The acquisition aims to show that AI triage, online consultation and the intelligent use of data are now essential to solving the NHS’s access and workload challenges.
Birmingham-based software development firm OneAdvanced has acquired online consultation and triage platform Patchs Health. This follows an exclusive partnership between the two companies and aims to accelerate the delivery of OneAdvanced’s next-generation healthcare platform.
Financial terms have not been disclosed.
Patchs Health was founded by a team of AI specialists from the University of Warwick, led by Marcus Ong and Daniel Sprague, to apply advanced AI and data science to real-life operational challenges.
In 2019, they were joined by Ben Brown, practising NHS GP and clinical senior lecturer at the University of Manchester, whose insight into primary care needs shaped the company’s pivot from consultancy to a focused healthcare software provider.
Through the acquisition, OneAdvanced adds a highly specialised capability in applied healthcare AI, combining PhD-trained data science, advanced engineering and frontline NHS clinical leadership.

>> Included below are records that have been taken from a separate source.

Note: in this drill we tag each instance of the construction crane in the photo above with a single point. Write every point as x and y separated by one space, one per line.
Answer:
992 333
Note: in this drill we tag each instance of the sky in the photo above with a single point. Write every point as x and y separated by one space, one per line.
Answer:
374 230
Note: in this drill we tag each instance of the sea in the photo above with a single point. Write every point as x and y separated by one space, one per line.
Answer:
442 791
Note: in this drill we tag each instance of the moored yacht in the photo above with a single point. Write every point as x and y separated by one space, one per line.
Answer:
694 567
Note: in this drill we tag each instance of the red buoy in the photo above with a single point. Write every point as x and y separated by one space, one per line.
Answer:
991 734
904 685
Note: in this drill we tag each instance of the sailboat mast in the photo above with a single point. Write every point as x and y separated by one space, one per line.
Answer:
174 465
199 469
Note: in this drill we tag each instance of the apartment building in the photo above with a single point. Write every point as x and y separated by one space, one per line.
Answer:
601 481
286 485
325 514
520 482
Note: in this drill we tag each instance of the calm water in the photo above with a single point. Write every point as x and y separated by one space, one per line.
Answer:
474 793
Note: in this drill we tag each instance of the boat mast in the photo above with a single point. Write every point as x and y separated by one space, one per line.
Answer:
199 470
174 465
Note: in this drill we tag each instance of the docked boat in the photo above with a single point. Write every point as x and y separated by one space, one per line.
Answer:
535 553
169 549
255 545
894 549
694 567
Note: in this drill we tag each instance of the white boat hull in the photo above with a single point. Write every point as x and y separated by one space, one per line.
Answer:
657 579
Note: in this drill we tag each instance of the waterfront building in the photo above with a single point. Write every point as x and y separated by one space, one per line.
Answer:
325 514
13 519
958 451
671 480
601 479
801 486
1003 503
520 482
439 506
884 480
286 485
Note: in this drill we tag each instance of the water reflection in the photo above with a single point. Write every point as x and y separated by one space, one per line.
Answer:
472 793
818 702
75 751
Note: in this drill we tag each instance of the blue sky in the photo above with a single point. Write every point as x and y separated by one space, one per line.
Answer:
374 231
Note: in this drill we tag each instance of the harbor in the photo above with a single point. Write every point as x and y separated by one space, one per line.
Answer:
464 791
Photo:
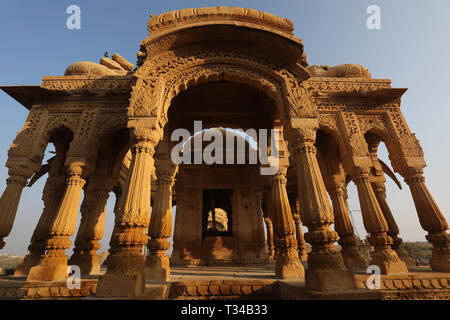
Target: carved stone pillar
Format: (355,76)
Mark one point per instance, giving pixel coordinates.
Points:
(125,273)
(295,208)
(380,193)
(430,217)
(270,245)
(326,270)
(91,230)
(52,196)
(157,262)
(118,192)
(53,264)
(177,238)
(288,264)
(262,247)
(301,248)
(344,228)
(10,198)
(376,225)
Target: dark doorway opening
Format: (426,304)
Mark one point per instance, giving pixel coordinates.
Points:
(217,213)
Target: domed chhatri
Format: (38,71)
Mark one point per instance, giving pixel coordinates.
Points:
(204,73)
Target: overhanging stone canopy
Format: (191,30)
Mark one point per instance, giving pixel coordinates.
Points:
(111,122)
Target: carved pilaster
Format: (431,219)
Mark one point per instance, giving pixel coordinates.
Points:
(91,230)
(270,245)
(125,273)
(52,196)
(344,228)
(430,217)
(53,264)
(157,262)
(301,248)
(326,270)
(376,225)
(288,264)
(10,198)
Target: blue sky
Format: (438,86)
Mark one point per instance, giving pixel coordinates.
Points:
(412,48)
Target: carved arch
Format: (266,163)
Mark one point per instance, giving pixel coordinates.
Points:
(161,80)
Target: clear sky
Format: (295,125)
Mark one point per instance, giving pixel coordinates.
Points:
(412,48)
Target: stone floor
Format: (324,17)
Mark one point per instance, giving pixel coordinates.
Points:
(239,282)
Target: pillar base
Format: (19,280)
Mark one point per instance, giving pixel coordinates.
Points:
(388,261)
(326,272)
(353,260)
(289,266)
(88,263)
(31,260)
(124,277)
(157,268)
(50,269)
(303,256)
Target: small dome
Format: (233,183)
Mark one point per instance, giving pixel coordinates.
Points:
(91,68)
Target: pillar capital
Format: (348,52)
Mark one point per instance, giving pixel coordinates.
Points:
(145,136)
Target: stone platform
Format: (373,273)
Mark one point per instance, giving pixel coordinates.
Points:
(240,282)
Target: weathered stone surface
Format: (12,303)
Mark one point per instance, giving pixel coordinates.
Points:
(110,124)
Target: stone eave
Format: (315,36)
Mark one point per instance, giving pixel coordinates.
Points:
(29,96)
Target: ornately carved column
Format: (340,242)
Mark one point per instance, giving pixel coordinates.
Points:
(10,198)
(288,264)
(157,263)
(380,193)
(430,217)
(53,264)
(125,273)
(91,229)
(326,270)
(344,228)
(376,225)
(295,208)
(52,196)
(270,246)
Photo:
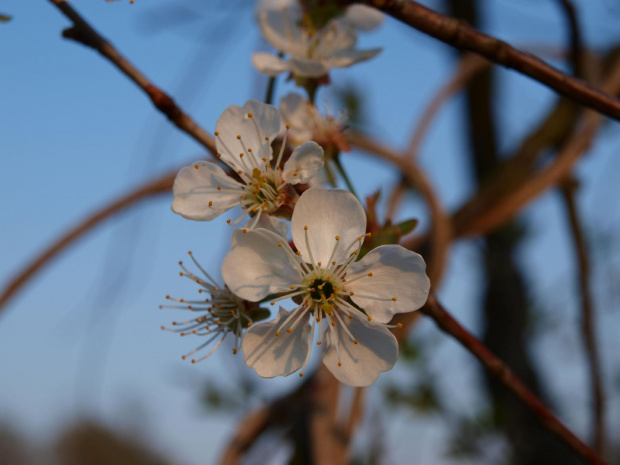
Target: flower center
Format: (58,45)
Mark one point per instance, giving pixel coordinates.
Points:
(321,290)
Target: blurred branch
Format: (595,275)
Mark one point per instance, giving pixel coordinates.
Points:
(440,232)
(83,33)
(459,34)
(505,375)
(568,189)
(469,66)
(160,185)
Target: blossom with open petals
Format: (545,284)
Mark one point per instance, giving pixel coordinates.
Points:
(219,314)
(307,124)
(352,299)
(311,53)
(243,137)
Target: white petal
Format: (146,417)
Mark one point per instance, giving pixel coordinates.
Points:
(234,122)
(363,17)
(272,355)
(280,27)
(307,67)
(270,223)
(197,185)
(345,58)
(305,161)
(269,64)
(396,272)
(256,267)
(327,213)
(299,114)
(376,351)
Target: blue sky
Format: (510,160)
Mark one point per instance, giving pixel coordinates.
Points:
(83,337)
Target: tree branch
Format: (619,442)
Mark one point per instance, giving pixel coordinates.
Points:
(160,185)
(459,34)
(505,375)
(588,332)
(83,33)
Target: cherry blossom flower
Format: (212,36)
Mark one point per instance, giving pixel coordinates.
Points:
(352,299)
(219,314)
(312,53)
(307,124)
(243,137)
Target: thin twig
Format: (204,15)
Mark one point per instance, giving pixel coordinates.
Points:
(505,375)
(459,34)
(588,332)
(469,66)
(160,185)
(83,33)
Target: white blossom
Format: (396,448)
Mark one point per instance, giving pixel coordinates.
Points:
(219,313)
(305,121)
(352,300)
(243,136)
(311,53)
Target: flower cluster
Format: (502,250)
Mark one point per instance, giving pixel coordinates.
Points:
(345,296)
(311,51)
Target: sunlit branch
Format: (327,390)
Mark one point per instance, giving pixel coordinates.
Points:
(588,331)
(459,34)
(505,375)
(82,32)
(160,185)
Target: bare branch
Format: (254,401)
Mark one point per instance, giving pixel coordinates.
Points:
(588,332)
(459,34)
(160,185)
(505,375)
(82,32)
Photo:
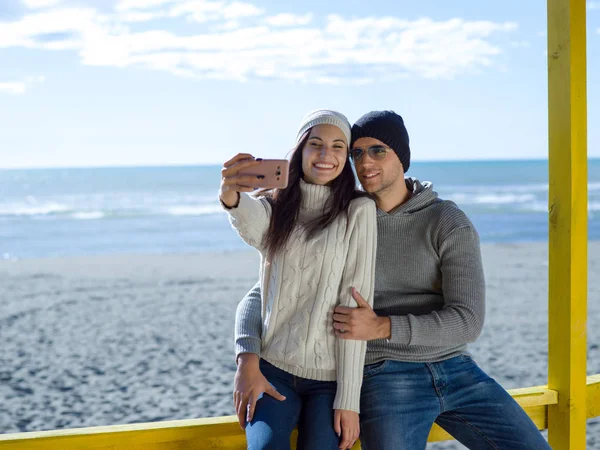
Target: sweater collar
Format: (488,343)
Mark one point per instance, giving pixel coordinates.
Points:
(423,195)
(314,196)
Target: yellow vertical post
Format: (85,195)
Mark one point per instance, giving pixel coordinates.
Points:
(567,112)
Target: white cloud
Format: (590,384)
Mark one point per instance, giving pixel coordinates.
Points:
(520,44)
(238,43)
(35,4)
(19,87)
(288,20)
(15,87)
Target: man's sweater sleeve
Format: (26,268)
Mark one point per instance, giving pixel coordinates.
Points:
(359,272)
(248,323)
(251,219)
(461,319)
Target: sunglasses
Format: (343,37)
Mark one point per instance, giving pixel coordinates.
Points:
(376,152)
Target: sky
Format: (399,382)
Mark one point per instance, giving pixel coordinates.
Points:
(189,82)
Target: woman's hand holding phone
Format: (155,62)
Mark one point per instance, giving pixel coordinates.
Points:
(232,182)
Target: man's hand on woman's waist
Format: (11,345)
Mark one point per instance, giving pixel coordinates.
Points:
(360,323)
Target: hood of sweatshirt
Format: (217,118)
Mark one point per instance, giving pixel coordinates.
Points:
(423,196)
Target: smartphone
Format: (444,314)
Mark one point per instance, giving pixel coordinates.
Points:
(273,174)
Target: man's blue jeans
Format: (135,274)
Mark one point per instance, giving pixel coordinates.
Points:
(400,401)
(308,405)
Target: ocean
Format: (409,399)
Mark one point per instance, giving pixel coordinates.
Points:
(173,210)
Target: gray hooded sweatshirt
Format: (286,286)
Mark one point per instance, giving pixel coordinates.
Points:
(428,279)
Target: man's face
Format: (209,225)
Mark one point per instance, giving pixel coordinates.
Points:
(378,177)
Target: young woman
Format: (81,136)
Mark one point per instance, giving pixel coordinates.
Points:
(317,240)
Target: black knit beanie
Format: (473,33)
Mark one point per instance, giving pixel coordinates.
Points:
(388,127)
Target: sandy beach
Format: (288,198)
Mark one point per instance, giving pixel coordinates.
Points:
(121,339)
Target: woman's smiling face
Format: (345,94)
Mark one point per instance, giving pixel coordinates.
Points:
(324,155)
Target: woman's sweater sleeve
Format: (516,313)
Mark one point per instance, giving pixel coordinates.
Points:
(248,323)
(251,219)
(359,272)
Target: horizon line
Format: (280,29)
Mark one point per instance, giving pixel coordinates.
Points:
(192,165)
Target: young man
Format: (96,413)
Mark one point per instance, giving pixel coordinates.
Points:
(429,304)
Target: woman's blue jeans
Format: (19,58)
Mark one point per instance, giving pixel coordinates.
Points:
(308,405)
(400,401)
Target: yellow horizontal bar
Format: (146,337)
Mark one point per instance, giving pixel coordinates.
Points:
(593,396)
(225,433)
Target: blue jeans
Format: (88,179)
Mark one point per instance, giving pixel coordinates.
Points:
(400,401)
(308,405)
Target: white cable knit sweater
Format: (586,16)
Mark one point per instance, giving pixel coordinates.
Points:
(304,283)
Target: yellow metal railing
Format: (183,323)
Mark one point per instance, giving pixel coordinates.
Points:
(568,216)
(225,433)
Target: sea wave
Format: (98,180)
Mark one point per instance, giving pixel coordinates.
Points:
(55,210)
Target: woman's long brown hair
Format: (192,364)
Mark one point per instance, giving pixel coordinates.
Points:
(285,203)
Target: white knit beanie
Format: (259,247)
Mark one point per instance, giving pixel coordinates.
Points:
(325,116)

The Patchs leadership will now take on senior roles within OneAdvanced’s healthcare innovation unit, accelerating AI-driven innovation and measurable impact across the wider health portfolio.
This acquisition follows OneAdvanced’s acquisition of the INPS Vision EPR system last year. Together, the company hopes that these bolt-ons will accelerate the delivery of OneAdvanced’s healthcare platform, which aims to transform how healthcare services are delivered across the UK.
Not optional extras
“AI triage, online consultation and the intelligent use of data are now essential to solving the NHS’s access and workload challenges,” said Ric Thompson, SVP of health at OneAdvanced. “With Patchs joining OneAdvanced, we become the only UK provider able to combine these capabilities with national-scale clinical systems and workflow automation.”
In October last year, Thompson made the point in an article for Healthcare Today that technology was crucial to patient safety too.
“If policymakers truly want to strengthen access while preserving safety, it is time to recognise that technology partners are not optional extras; instead, they must be central collaborators in whatever online access model emerges,” he wrote.
Patchs Health retains strong academic research partnerships with The University of Manchester and The University of Cambridge, where they are currently conducting the largest ever evaluation of AI in UK primary care, funded by the NIHR. OneAdvanced will further build on these crucial academic partnerships to accelerate translational AI research into practical tools for clinicians and NHS operational teams.
Patchs GP Online Consultation with AI is already being used by practices nationwide, boosting GP productivity by 75% and reducing workloads by 43%, while providing faster and more equitable access for patients, evidenced by a patient satisfaction score of 4.5/5.0 according to Trustpilot.